Today’s blast from the past is the descriptively titled:
- Brodley, Carla E. and Mark A. Friedl. 1999. Identifying mislabeled training data. JAIR.
It’s amazing this paper is so long given the simplicity of their approach — it’s largely careful evaluation on three approaches versus five data sets and a thorough literature survey. It’s also amazing just how many people have tackled this problem over time in more or less the same way.
The approach is almost trivial: cross-validate using multiple classifiers, throw away training instances on which the classifiers disagree with the gold standard, then train on the remaining items. They consider three forms of disagreement: at least one classifier disagrees, a majority of classifiers disagree, and all classifiers disagree with the gold label. They consider three classifiers, 1-nearest-neighbor with Euclidean distance, linear classifiers (using the “thermal training rule”, whatever that is), and C4.5-trained decision trees.
They conclude that filtering improves accuracy, though you’ll have to be more patient than me to dissect the dozens of detailed tables they provide for more inisght. (Good for them for including confidence intervals; I still wish more papers did that today.)
The authors are careful to set aside 10% of each data set for testing; the cross-validation-based filtering is on the other 90% of the data, to which they’ve introduced simulated errors.

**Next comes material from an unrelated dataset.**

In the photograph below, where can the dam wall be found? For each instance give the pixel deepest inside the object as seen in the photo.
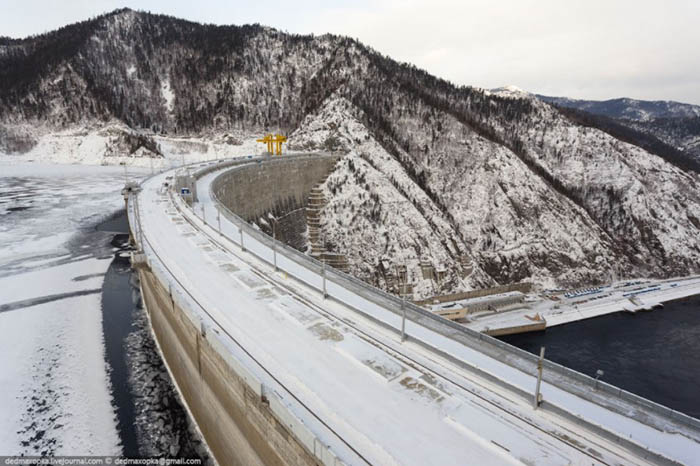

One could substitute annotators for algorithms, or even use a mixture of the two to help with active learning. And you could try whatever form of learners you like.
What I’d like to see is a comparison with probabilistic training on the posterior category assignments, as suggested by Padhraic Smyth et al. in their 1994 NIPS paper, Inferring ground truth from subjective labelling of Venus images. I’d also like to see more of an analysis of noisy training data on evaluation, along the lines of Lam and Stork’s 2003 IJCAI paper, Evaluating classifiers by means of test data with noisy labels. Because my experience is that gold standards are less pure than their audience of users imagines.